1.2 Die Klägerin erfüllt auch nicht die Voraussetzungen betreffend Ihre Tätigkeit mit Blick auf die beispielhaften Aufzählungen in Anlage 1 oder Anlage 2 zur CoBoR, da ihre Qualifikation dort nicht benannt ist. Deshalb kann sich daraus kein Anspruch ergeben.
Dabei wird das persönliche Engagement der Klägerin durchaus wahrgenommen und mit hohem Respekt gewürdigt; trotz allem werden die Voraussetzungen der CoBoR unter Berücksichtigung der Bewilligungspraxis der Behörde nicht erfüllt.
1.3 Auch aus Gründen der Gleichbehandlung (Art. 3 GG) kommt kein Anspruch auf Bewilligung des Pflegebonus in Betracht.
Es sind bislang keine Anhaltspunkte ersichtlich, dass der Beklagte Personen mit dem konkret vorgetragenen Aufgabenbereich der Klägerin im hauswirtschaftlichen Bereich, der sich nicht auf pflegerische Tätigkeiten erstreckt (s.o.), generell einen Bonus nach der genannten Richtlinie gewährt hat und die Klägerin unter Verstoß gegen den Gleichheitsgrundsatz davon ausgenommen hätte.
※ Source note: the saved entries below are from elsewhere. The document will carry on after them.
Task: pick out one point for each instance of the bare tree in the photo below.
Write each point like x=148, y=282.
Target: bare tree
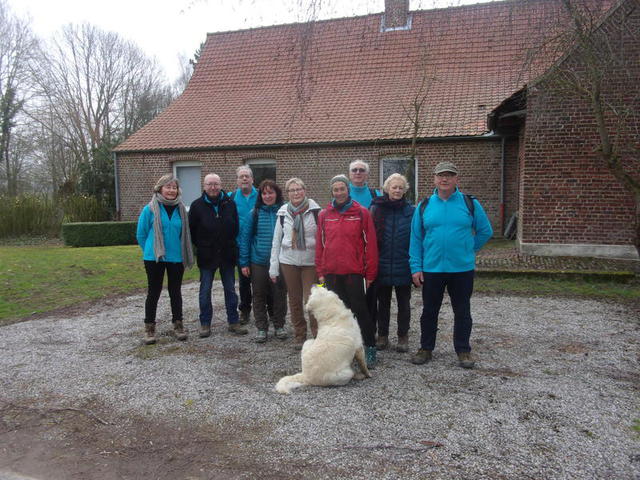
x=94, y=89
x=17, y=45
x=599, y=67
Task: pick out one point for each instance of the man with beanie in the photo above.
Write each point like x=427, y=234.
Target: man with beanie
x=213, y=221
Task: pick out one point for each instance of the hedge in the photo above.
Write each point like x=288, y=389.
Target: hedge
x=97, y=234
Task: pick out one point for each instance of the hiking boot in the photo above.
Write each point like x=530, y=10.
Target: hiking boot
x=149, y=333
x=465, y=360
x=245, y=317
x=382, y=343
x=421, y=356
x=261, y=336
x=205, y=331
x=237, y=329
x=178, y=329
x=370, y=356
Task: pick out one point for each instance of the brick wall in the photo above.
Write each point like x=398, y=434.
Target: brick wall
x=478, y=161
x=567, y=193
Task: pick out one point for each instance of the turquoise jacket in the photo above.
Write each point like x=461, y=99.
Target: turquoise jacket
x=171, y=232
x=244, y=205
x=362, y=195
x=255, y=246
x=446, y=237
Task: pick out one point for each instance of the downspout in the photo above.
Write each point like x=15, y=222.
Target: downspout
x=116, y=184
x=503, y=142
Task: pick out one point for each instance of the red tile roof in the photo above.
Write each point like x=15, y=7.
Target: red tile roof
x=345, y=81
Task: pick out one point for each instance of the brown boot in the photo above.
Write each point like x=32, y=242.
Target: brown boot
x=149, y=333
x=382, y=343
x=178, y=329
x=403, y=344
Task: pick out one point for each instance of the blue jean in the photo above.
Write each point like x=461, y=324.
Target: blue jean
x=230, y=297
x=460, y=287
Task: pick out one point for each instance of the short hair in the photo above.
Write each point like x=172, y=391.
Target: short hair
x=359, y=162
x=244, y=167
x=268, y=183
x=391, y=178
x=163, y=180
x=295, y=180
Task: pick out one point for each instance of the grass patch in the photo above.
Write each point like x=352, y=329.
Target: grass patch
x=558, y=286
x=39, y=279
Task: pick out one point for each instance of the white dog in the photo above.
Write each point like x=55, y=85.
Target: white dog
x=327, y=359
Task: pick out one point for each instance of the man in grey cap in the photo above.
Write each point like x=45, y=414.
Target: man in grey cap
x=447, y=229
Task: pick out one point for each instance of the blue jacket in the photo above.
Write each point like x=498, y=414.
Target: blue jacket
x=255, y=246
x=393, y=231
x=244, y=205
x=446, y=237
x=362, y=195
x=171, y=232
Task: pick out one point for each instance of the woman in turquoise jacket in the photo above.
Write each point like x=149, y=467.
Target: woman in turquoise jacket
x=163, y=235
x=256, y=237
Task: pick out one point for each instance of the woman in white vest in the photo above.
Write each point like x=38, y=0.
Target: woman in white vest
x=293, y=254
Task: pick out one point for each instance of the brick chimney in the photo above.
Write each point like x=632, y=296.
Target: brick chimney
x=396, y=15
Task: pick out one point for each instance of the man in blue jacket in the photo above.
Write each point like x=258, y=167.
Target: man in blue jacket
x=359, y=189
x=245, y=199
x=445, y=236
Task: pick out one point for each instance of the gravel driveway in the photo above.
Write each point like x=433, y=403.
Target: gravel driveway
x=555, y=394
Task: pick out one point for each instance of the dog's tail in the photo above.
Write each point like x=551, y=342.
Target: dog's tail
x=286, y=384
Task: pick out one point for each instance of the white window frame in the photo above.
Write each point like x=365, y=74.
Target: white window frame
x=186, y=163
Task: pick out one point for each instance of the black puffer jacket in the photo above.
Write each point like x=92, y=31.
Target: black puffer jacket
x=393, y=231
x=214, y=232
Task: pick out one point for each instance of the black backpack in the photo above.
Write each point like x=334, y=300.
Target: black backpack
x=468, y=200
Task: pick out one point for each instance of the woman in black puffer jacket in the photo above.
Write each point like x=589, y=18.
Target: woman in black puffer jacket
x=392, y=216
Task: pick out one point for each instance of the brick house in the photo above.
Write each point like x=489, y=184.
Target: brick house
x=307, y=99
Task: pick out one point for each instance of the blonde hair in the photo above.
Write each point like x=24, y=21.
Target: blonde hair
x=295, y=180
x=391, y=178
x=359, y=162
x=163, y=180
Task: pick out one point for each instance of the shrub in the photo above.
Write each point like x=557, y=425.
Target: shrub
x=39, y=214
x=96, y=234
x=29, y=214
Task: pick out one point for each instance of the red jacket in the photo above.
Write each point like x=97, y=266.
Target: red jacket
x=346, y=242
Dies scheint auch nicht im Umfeld der Klägerin passiert zu sein (s.o.), sodass sich aus daraus ein stichhaltiger Anhaltspunkt ergäbe. Die fehlerhafte Bewilligung des Pflegebonus der Kollegin kann vor diesem Hintergrund keine ausreichende Rechtsgrundlage für die Gewährung der Klägerin unter Bezugnahme auf den Gleichbehandlungsgrundsatz darstellen. Es obliegt dem Beklagten, erkannte fehlerhafte Bescheide zurückzunehmen, um Gleichheit innerhalb der gesetzlichen Grenzen wiederherzustellen. Dies will der Beklagte selbst auch in Ziff. 8 der CoBoR sicherstellen, was er auch mit Schriftsatz vom 22.12.2020 und sowie 13.01.2021 zu erkennen gegeben hat.
2. Als unterliegender Teil trägt die Klägerin gemäß § 154 Abs. 1 VwGO die Kosten des Verfahrens. Die Entscheidung zur vorläufigen Vollstreckbarkeit ergibt sich aus § 167 VwGO i.V. m. §§ 708 ff. der Zivilprozessordnung – ZPO -.